Galliano entrou por uma porta lateral na sala XVII do Tribunal, escapando assim dos numerosos fotógrafos, cinegrafistas e jornalistas que aguardavam o início da audiência.
Cinco testemunhas se apresentaram diante da presidente do tribunal, a juíza Anne Marie Sauteraud.
A primeira autora, Géraldine Block, assegura que no dia 24 de fevereiro, estando na varanda deste bar, Galliano disse "dirty jewish face".
O acompanhante da mulher, Philippe Virgitti, afirma que Galliano o chamou de "fucking asian bastard".
O casal, que o acusa por insultos antissemitas e racistas, fez a denúncia à polícia, que deteve na mesma noite o estilista britânico em estado de embriaguez.
A segunda acusação foi apresentada por uma mulher de 48 anos identificada como Fatiha, que afirma ter sido insultada por Galliano no dia 8 de outubro de 2010 no mesmo estabelecimento. Assegura que Galliano gritou "fucking ugly jewish bitch".
No dia 28 de fevereiro, o jornal britânico The Sun revelava em seu site um vídeo do estilista insultando pessoas que estavam sentadas em uma mesa junto à sua, sempre no mesmo bar.
"Amo Hitler (...) Pessoas como vocês estariam mortas. Suas mães, seus pais seriam fodidos com gás", afirma Galliano neste vídeo gravado com um telefone celular.
Esta cena teria ocorrido no La Perle no dia 12 de novembro de 2010.
A publicação do vídeo provocou sua demissão do cargo de diretor de criação da grife parisiense Dior, a grife na qual era diretor criativo desde 1996, o demitiu em março.
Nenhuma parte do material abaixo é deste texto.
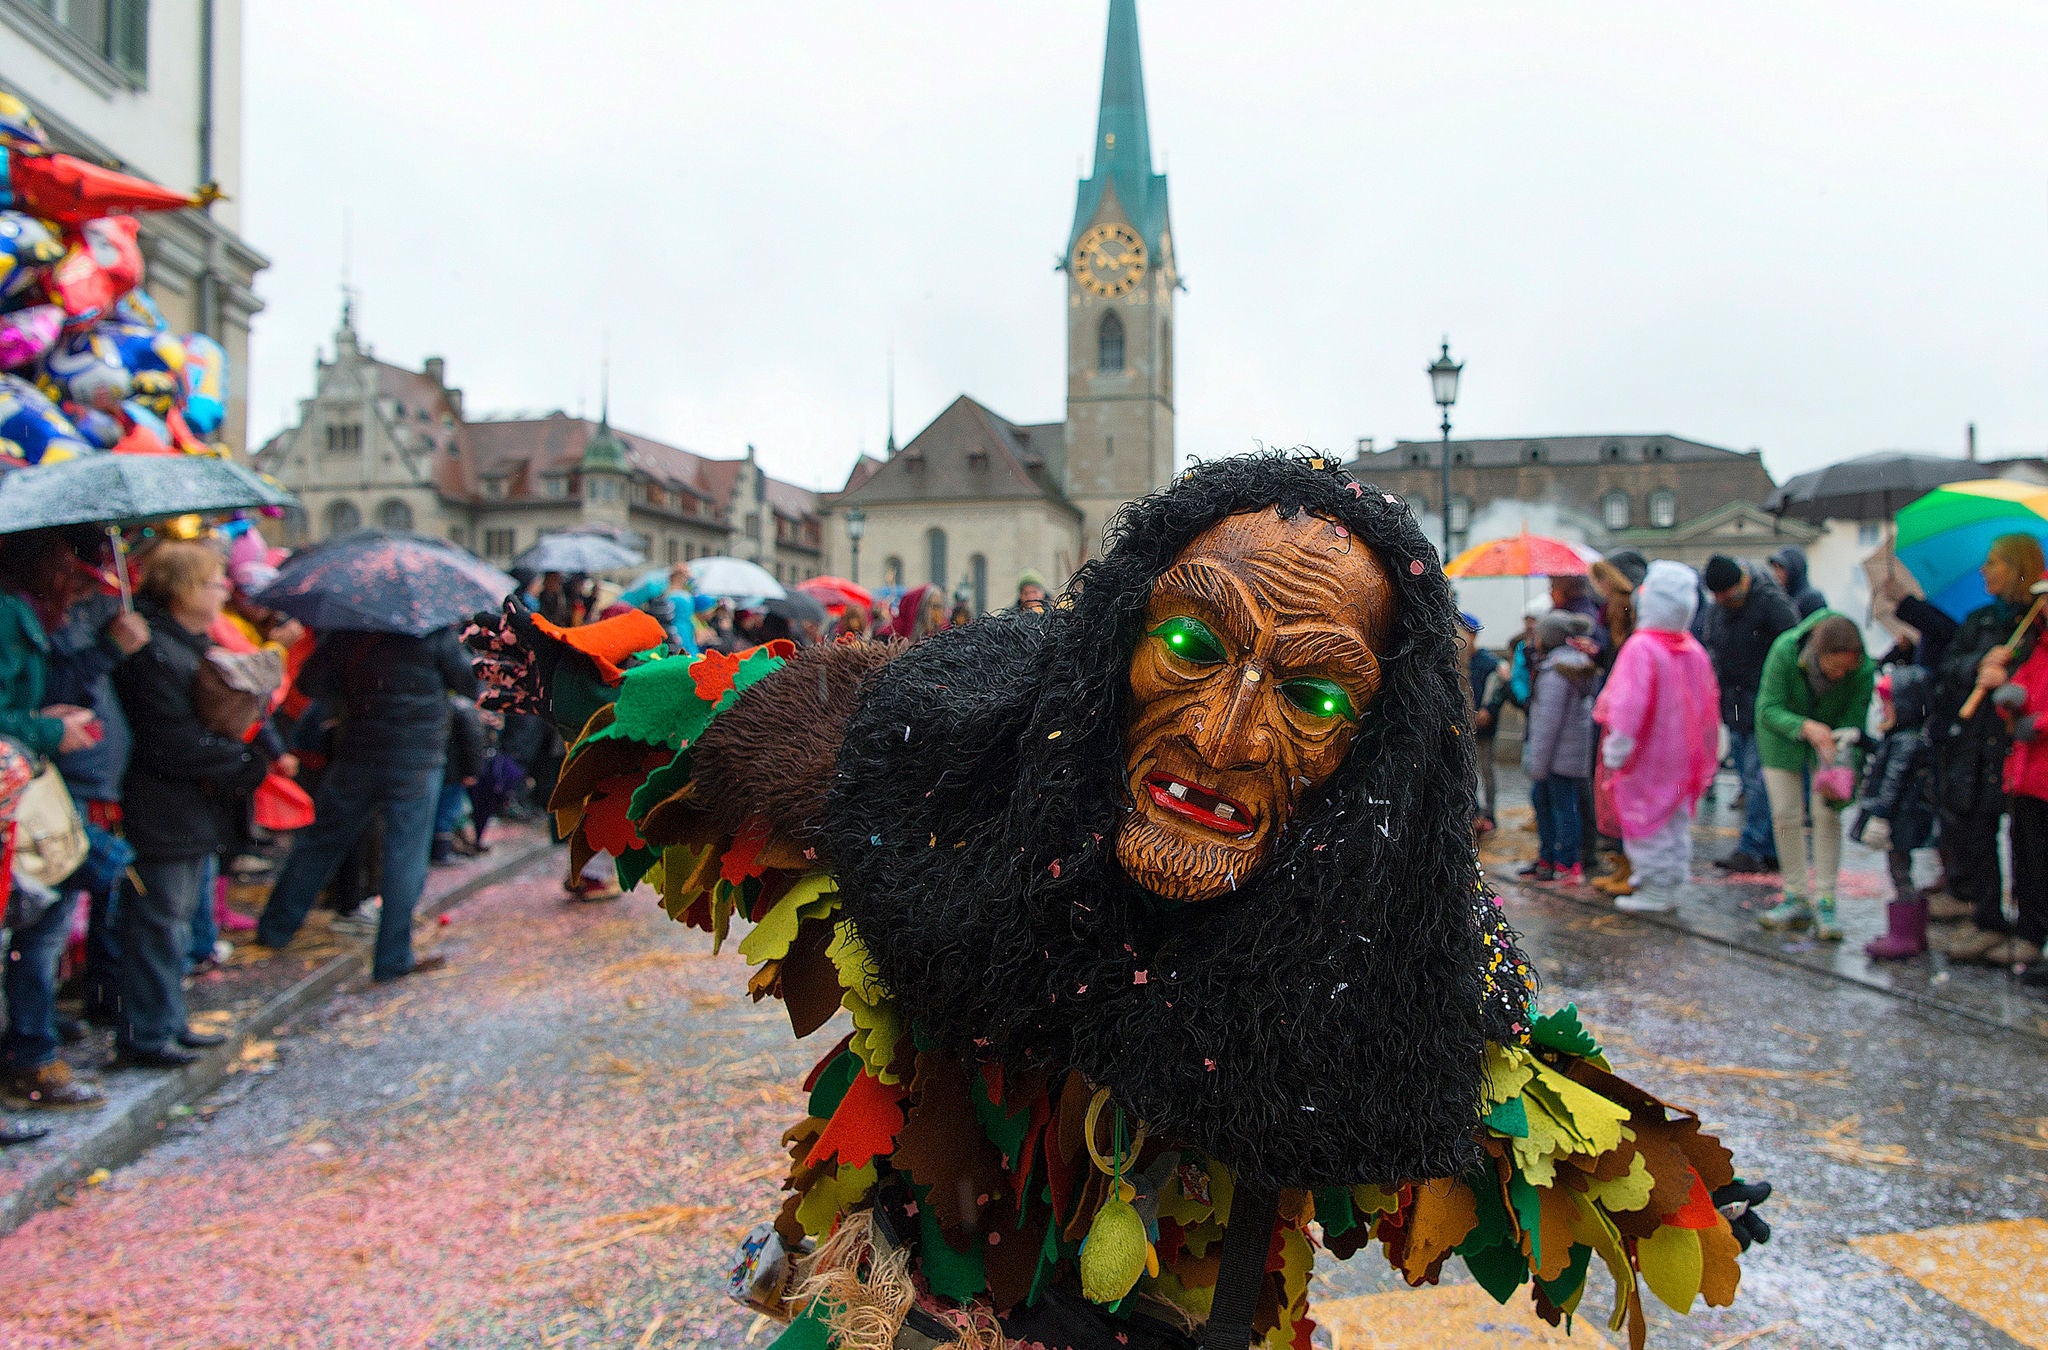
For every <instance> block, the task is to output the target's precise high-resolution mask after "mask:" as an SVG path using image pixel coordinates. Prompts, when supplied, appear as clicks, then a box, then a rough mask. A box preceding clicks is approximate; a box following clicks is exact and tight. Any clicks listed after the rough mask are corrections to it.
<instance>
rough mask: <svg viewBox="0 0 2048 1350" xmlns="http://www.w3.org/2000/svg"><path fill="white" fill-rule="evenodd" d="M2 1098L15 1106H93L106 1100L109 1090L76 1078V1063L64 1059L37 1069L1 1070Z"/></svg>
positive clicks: (10, 1103) (76, 1109) (82, 1107)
Segundo a agência AFP, Galliano pode ser condenado a uma pena de até seis meses de prisão e 22.500 euros de multa (32 mil dólares).
"Meu cliente está mal", disse nesta quarta-feira antes da audiência o advogado do estilista, Aurelien Hamelle. "Só sabe que as declarações pelas quais ele é acusado não refletem sua forma de pensar. Não é nem antissemita, nem racista", disse o advogado.
Um dos advogados dos três autores, Jean Bernard Bosquet Denis, considerou que o estado de embriaguez "não é uma circunstância atenuante".
Associações de luta contra o racismo também acusaram o estilista, cuja sentença deve ser conhecida em algumas semanas.
O julgamento coincide praticamente com o desfile de moda masculina da marca John Galliano previsto para a próxima sexta-feira em Paris, segunda coleção desta marca na ausência de seu fundador, que se caracterizava por performances surpreendentes.